One established definition of HAP would improve the comparability of trauma research; expert consensus could be a solid foundation to start with. Given the complexity of trauma patients, any diagnostic definition should address potential issues and pitfalls to avoid overdiagnosis. Currently, hyperthermia is incorporated in all guidelines, and sputum and dyspnea (with or without worsening gas exchange) in all but one. Leukocytosis, a common marker for infection, is included in all guidelines. Microbiologic information and evidence of infection aid in diagnosis and treatment; the CDC and ECDC describe several types of respiratory cultures. Radiologic evidence of pneumonia—either radiographic or CT imaging—also supports a diagnosis. Expert consensus should incorporate these criteria. Nonetheless, hypo- or hyperthermia, dyspnea, and leukocytosis are also signs of the systemic inflammatory response syndrome, commonly observed in trauma patients and potentially complicating the diagnostic process [
72]. Also, posttraumatic fever may have a non-infectious origin, such as neurogenic fever, and trauma is associated with an increased immune response, adding to the need for a dedicated leukocytosis threshold [
73,
74]. Lastly, sputum can result from (severe) pulmonary contusion, though unlikely to be purulent [
75]. We propose that a decision-making algorithm includes hyperthermia (≥ 38.5 ℃) and leukocytosis (> 12 × 10
9/L) as major criteria, in addition to microbiologic and radiologic evidence. Dyspnea and (purulent) sputum should be considered minor criteria. Our considerations and recommendations serve as a basis for expert consensus.
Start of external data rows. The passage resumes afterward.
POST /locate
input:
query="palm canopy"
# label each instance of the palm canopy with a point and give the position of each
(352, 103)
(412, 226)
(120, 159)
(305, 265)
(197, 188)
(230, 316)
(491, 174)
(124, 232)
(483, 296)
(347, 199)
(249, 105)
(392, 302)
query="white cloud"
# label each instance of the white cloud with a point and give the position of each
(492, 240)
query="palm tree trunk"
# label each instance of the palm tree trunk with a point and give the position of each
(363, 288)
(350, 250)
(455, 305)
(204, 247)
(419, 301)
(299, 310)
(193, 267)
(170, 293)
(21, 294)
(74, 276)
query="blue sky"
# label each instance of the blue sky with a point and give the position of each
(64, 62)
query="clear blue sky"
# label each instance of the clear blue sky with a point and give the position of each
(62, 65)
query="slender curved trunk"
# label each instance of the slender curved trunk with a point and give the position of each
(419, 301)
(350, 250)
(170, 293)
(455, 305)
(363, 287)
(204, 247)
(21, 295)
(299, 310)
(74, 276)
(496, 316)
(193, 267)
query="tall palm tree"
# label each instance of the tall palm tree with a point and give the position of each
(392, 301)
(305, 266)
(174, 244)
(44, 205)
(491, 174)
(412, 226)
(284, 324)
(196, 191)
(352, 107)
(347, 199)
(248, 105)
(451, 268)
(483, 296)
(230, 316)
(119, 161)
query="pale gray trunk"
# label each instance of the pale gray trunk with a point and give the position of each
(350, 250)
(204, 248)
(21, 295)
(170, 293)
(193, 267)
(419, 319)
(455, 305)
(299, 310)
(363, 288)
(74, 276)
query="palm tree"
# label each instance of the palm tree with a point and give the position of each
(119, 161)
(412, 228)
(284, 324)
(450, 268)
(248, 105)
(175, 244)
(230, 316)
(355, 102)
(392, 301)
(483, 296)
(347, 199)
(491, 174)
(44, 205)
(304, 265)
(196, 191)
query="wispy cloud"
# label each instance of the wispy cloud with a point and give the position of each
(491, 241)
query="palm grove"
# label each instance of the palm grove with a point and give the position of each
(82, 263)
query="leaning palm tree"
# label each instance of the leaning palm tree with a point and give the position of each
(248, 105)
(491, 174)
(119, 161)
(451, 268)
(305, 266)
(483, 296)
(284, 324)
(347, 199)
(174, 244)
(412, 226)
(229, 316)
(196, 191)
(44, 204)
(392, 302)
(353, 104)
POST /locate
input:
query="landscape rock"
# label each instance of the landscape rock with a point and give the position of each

Some limitations of this study should be considered. Firstly, PubMed/MEDLINE was the only search engine used in this study, which could result in an incomplete overview of applied clinical criteria for HAP diagnosis. However, the wide variety of clinical criteria and the difficult comparison between studies are evident in the current number of included studies. Secondly, our overview of reported diagnostic criteria did not consider the recommended combinations of these criteria. Not doing so resulted in a more comprehensible overview of used criteria and did not diminish the conclusion of this study.